Harga minyak naik tipis pada Kamis akibat kekhawatiran atas ketatnya pasokan global setelah ancaman tarif AS terhadap pembeli minyak Venezuela dan sanksi yang lebih dulu diterapkan terhadap pembeli minyak Iran. Sementara itu, para pelaku pasar masih menimbang dampak tarif otomotif terbaru yang diumumkan oleh Presiden AS Donald Trump.
Kontrak berjangka Brent naik 7 sen, atau 0,1%, menjadi $73,86 per barel. Sementara itu, minyak mentah West Texas Intermediate (WTI) AS naik 10 sen, atau 0,1%, ke level $69,75 per barel pada pukul 04:06 GMT.
Pada Rabu, harga minyak sempat naik sekitar 1% setelah data pemerintah AS menunjukkan penurunan stok minyak mentah dan bahan bakar pekan lalu, ditambah ancaman AS untuk mengenakan tarif pada negara-negara yang membeli minyak Venezuela.
"Kenaikan harga baru-baru ini tampaknya memperhitungkan isu tarif terhadap pembeli minyak Venezuela. Kami telah lama menyatakan bahwa kebijakan Trump terhadap Iran dan Venezuela menjadi risiko terbesar bagi lonjakan harga minyak, dan saat ini hal itu mulai terlihat," kata Suvro Sarkar, kepala sektor energi di DBS Bank.

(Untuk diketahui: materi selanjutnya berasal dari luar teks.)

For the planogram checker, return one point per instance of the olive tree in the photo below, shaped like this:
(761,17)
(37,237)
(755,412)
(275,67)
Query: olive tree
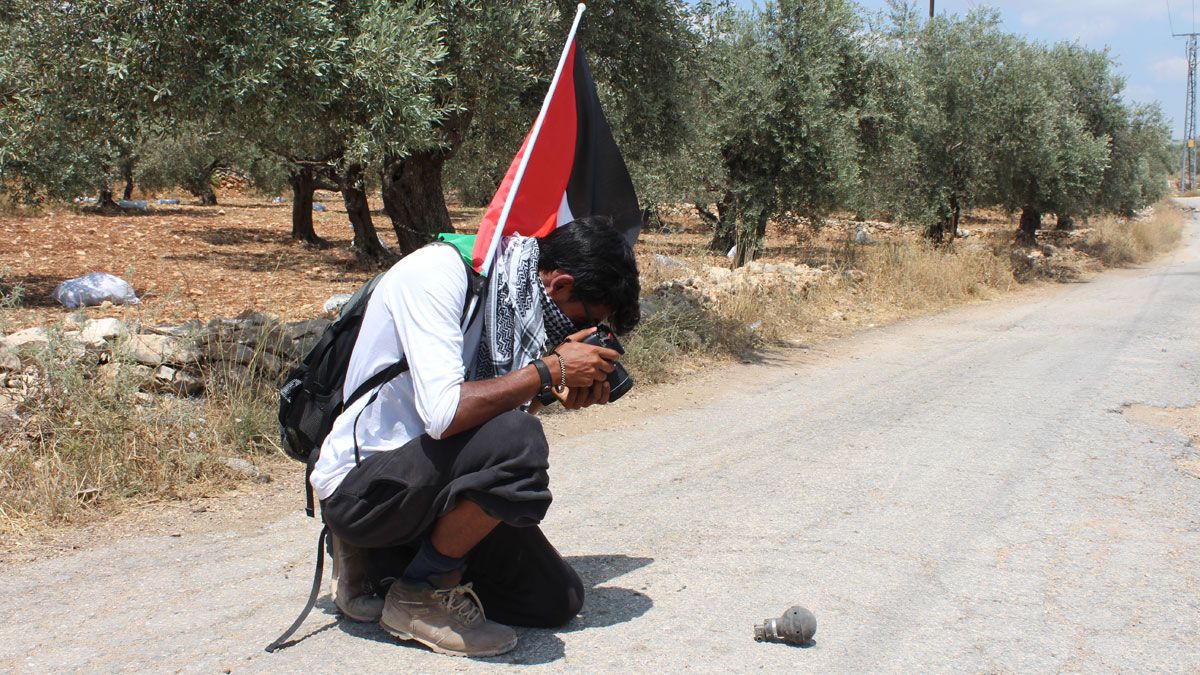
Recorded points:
(780,105)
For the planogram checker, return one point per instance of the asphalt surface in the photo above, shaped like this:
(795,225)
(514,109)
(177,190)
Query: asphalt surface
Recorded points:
(958,493)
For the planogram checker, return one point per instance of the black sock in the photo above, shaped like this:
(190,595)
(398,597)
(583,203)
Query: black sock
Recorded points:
(430,563)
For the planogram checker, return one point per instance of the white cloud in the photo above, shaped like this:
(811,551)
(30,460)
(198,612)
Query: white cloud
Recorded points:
(1141,94)
(1171,69)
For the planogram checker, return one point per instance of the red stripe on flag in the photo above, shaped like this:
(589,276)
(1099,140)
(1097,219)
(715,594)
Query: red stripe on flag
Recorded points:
(535,207)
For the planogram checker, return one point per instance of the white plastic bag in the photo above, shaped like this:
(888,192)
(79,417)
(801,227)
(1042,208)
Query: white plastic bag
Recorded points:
(93,290)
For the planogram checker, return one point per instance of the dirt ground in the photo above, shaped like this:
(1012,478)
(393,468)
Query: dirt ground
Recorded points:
(201,262)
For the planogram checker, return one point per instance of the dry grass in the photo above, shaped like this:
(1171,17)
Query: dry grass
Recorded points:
(863,286)
(1117,243)
(88,442)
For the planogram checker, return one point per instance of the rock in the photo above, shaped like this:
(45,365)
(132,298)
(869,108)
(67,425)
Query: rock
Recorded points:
(115,372)
(669,262)
(29,338)
(244,467)
(9,360)
(159,350)
(95,288)
(75,321)
(717,273)
(304,334)
(178,381)
(186,329)
(97,332)
(335,303)
(135,204)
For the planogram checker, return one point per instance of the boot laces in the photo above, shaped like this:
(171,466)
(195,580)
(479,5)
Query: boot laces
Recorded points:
(462,602)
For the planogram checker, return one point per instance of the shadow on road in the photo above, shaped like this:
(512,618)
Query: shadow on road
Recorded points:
(603,607)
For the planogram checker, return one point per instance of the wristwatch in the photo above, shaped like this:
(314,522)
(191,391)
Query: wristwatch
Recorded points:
(546,394)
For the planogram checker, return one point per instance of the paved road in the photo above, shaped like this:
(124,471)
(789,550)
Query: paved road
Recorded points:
(958,493)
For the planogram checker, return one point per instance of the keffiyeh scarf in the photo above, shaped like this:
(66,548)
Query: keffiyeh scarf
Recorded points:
(520,320)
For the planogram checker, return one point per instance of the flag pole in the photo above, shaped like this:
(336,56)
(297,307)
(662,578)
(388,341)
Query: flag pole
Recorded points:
(525,157)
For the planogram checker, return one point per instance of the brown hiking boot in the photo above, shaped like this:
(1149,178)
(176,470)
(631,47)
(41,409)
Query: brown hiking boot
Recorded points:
(353,595)
(445,620)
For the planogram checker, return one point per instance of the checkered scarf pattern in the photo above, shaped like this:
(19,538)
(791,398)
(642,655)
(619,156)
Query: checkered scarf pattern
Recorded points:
(520,320)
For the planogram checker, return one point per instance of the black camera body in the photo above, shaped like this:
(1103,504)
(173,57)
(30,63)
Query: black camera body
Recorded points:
(619,381)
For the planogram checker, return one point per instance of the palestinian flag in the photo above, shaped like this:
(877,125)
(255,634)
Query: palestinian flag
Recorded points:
(574,168)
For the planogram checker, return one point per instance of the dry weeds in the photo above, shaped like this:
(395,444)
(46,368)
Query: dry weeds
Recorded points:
(83,446)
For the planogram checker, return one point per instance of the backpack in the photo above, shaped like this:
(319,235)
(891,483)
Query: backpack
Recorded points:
(311,399)
(312,395)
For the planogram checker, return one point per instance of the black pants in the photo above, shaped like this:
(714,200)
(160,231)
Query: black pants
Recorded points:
(393,499)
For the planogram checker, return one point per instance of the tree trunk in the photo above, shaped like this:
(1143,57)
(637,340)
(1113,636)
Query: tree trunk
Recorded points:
(948,226)
(127,174)
(1031,221)
(750,242)
(208,197)
(366,240)
(957,214)
(203,190)
(105,201)
(412,189)
(724,230)
(303,185)
(414,199)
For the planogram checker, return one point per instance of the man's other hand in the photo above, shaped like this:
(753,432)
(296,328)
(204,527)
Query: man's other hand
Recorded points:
(576,398)
(586,365)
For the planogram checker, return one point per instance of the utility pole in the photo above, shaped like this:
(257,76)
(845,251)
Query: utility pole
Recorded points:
(1188,166)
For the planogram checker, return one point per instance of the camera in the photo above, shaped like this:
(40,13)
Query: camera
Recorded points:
(619,382)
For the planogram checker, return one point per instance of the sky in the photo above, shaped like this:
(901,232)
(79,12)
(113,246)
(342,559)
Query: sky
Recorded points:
(1138,34)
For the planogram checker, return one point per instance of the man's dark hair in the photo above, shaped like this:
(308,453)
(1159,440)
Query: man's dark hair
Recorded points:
(603,263)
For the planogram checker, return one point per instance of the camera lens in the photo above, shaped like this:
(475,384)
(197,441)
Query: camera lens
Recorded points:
(619,382)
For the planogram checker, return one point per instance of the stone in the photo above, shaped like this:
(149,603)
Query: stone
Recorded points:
(114,372)
(29,338)
(9,360)
(178,381)
(244,467)
(159,350)
(244,354)
(335,303)
(669,262)
(97,332)
(75,321)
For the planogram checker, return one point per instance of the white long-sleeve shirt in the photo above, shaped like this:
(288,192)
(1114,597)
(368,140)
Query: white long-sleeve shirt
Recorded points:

Sumber industri menyebutkan bahwa Reliance Industries, operator kompleks penyulingan terbesar di dunia yang berbasis di India, akan menghentikan impor minyak Venezuela setelah pengumuman tarif tersebut.
Namun, menurut Sarkar, DBS tidak memperkirakan harga minyak akan kembali ke level tertinggi yang terlihat pada awal 2025. Ia menekankan bahwa ketidakpastian kebijakan AS dan perang tarif berpotensi kembali mengguncang pasar di masa mendatang.
Di sisi lain, pelaku pasar juga tengah mengevaluasi dampak tarif 25% yang diberlakukan Trump terhadap mobil dan truk ringan impor mulai pekan depan. Meskipun kebijakan ini dapat meningkatkan harga kendaraan dan berpotensi mengurangi permintaan minyak, ada juga pandangan bahwa kebijakan ini justru bisa memperlambat peralihan ke kendaraan ramah lingkungan.
"Berita tentang tarif otomotif Trump bisa menjadi keuntungan bersih bagi minyak mentah, karena kenaikan harga mobil baru akibat tarif ini akan memperlambat peralihan ke model yang lebih hemat bahan bakar," ujar Tony Sycamore, analis pasar di IG.
Sementara itu, survei Federal Reserve Dallas menunjukkan bahwa aktivitas minyak dan gas AS sedikit meningkat pada kuartal pertama, tetapi para eksekutif energi tetap pesimis terhadap prospek sektor ini. Kebijakan tarif Trump terhadap baja dan aluminium juga dikhawatirkan akan meningkatkan biaya pengeboran serta konstruksi pipa, yang berpotensi menekan industri energi dalam jangka panjang.